Cette nouvelle chute a de quoi surprendre, vu que les cours du pétrole étaient fortement remonté au quatrième trimestre 2009, par rapport à un an plus tôt, et que la production d'hydrocarbures du groupe n'a reculé que de 2% sur la même période, à 3,331 millions de barils équivalent pétrole par jour.
Mais les comptes du groupe ont été plombés par la crise économique, qui a pesé sur les cours du gaz naturel, et surtout, a provoqué d'énormes pertes dans ses activités de raffinage, en faisant chuter la demande mondiale de produits pétroliers, et en comprimant les marges du secteur, un souci partagé par ses concurrents.
Et le nouveau directeur général du groupe, Peter Voser, qui a pris ses fonctions l'an dernier, a prévenu que les activités de raffinage, qui traversent, selon lui, leur pire crise depuis 25 ans, allaient continuer à souffrir cette année, faute d'une reprise économique rapide.
Autre souci en perspective, le groupe doit compter avec la reprise de la violence au Nigeria, les rebelles du Mend ayant rompu en janvier une trêve qui durait depuis six mois et recommencé à attaquer de plus belle les infrastructures pétrolières du delta du Niger, où Shell est la principale compagnie pétrolière étrangère.
Résultat, la production du groupe dans les gisements terrestres au Nigeria, déjà tombée à 175.000 barils par jour au quatrième trimestre en raison de précédentes attaques, n'est plus que 150.000 barils actuellement.
Pendant ce temps, le grand rival BP, qui commence à tirer les fruits de sa propre restructuration douloureuse, commence à rattraper Shell en termes de valeur boursière: les deux groupes sont désormais au coude à coude, Shell pesant mardi 173 milliards de dollars, contre 171 pour BP.
Pour sortir de cette mauvaise passe, Peter Voser a l'intention d'amplifier la restructuration qu'il a lancée à son arrivée aux commandes.
Après avoir déjà supprimé 5.000 postes l'an dernier, dégageant au passage deux milliards de dollars d'économies annuelles, le groupe va supprimer encore un millier de postes en 2010, pour économiser un milliard supplémentaire.
Shell veut également accélérer le recentrage de ses activités de raffinage, en se défaisant des raffineries petites ou isolées, au profit des grands complexes.
Alors qu'il a déjà vendu pour 11 milliards de dollars d'actifs dans ce secteur, Shell va étudier l'éventuelle cession de 15% de ses capacités de raffinage existantes, et continue à négocier la vente à l'indien Essar de trois raffineries européennes.

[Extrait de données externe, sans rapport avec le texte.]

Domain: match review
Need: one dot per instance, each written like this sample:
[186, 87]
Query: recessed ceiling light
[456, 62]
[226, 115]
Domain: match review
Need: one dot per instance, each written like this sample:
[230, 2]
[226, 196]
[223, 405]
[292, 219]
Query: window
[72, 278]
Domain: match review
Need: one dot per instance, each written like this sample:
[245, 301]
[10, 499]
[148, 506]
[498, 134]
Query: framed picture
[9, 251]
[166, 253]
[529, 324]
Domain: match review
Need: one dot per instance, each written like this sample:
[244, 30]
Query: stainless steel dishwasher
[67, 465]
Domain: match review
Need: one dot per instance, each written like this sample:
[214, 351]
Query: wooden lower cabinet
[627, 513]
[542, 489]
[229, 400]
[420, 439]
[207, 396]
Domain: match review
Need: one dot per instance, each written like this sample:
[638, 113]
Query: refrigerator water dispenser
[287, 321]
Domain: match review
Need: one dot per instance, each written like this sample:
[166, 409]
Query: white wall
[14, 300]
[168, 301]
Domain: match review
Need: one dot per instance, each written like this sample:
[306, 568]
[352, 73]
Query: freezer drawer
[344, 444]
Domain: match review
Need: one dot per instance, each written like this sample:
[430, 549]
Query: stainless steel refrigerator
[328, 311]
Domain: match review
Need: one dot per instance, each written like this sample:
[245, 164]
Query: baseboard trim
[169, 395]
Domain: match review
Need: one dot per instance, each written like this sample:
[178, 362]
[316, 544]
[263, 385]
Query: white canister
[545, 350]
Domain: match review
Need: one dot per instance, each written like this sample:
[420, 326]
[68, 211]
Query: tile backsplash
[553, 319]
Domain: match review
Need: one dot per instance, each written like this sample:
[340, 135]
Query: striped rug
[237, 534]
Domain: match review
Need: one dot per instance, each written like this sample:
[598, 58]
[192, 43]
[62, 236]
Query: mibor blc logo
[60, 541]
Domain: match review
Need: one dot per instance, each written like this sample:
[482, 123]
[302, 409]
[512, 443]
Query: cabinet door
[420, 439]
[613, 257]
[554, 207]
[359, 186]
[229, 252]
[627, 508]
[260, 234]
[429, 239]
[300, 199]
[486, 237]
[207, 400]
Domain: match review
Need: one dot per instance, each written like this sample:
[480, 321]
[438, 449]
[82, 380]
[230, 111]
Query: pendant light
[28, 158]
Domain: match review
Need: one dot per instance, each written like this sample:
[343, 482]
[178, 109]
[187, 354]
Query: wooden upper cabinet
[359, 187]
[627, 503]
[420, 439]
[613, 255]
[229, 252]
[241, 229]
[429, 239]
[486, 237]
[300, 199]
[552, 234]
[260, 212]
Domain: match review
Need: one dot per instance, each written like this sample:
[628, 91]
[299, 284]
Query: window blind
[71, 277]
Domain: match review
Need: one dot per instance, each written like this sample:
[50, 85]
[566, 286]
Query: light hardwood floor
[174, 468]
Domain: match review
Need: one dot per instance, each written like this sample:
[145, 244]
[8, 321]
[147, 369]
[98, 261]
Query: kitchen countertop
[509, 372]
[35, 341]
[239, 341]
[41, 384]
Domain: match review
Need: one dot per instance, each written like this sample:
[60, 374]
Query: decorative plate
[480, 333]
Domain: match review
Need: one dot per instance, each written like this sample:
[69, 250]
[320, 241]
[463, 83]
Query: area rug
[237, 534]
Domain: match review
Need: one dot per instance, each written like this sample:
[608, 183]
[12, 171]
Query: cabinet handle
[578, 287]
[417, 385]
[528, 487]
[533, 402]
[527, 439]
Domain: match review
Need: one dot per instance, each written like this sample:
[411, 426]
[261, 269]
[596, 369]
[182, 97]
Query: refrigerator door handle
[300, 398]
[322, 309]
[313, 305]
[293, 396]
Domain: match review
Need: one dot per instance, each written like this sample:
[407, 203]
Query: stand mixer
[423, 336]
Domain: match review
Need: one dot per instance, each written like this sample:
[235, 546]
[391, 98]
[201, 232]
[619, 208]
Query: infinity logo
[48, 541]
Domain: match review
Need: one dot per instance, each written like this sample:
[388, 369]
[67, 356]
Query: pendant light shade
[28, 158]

Il pourrait également se défaire de certaines activités de distribution.
Enfin, le groupe va geler le montant de son dividende trimestriel, après avoir versé l'an dernier plus de dix milliards de dollars à ses actionnaires.
Quand au Nigeria, M. Voser avait déjà annoncé en début d'année que Shell ne comptait plus désormais sur ce pays pour assurer sa croissance.
Et le groupe a annoncé la semaine dernière la cession de plusieurs dizaines de puits dans le Delta du Niger, peut-être un préalable à une réduction plus importante de ses activités dans cette région stratégique mais instable.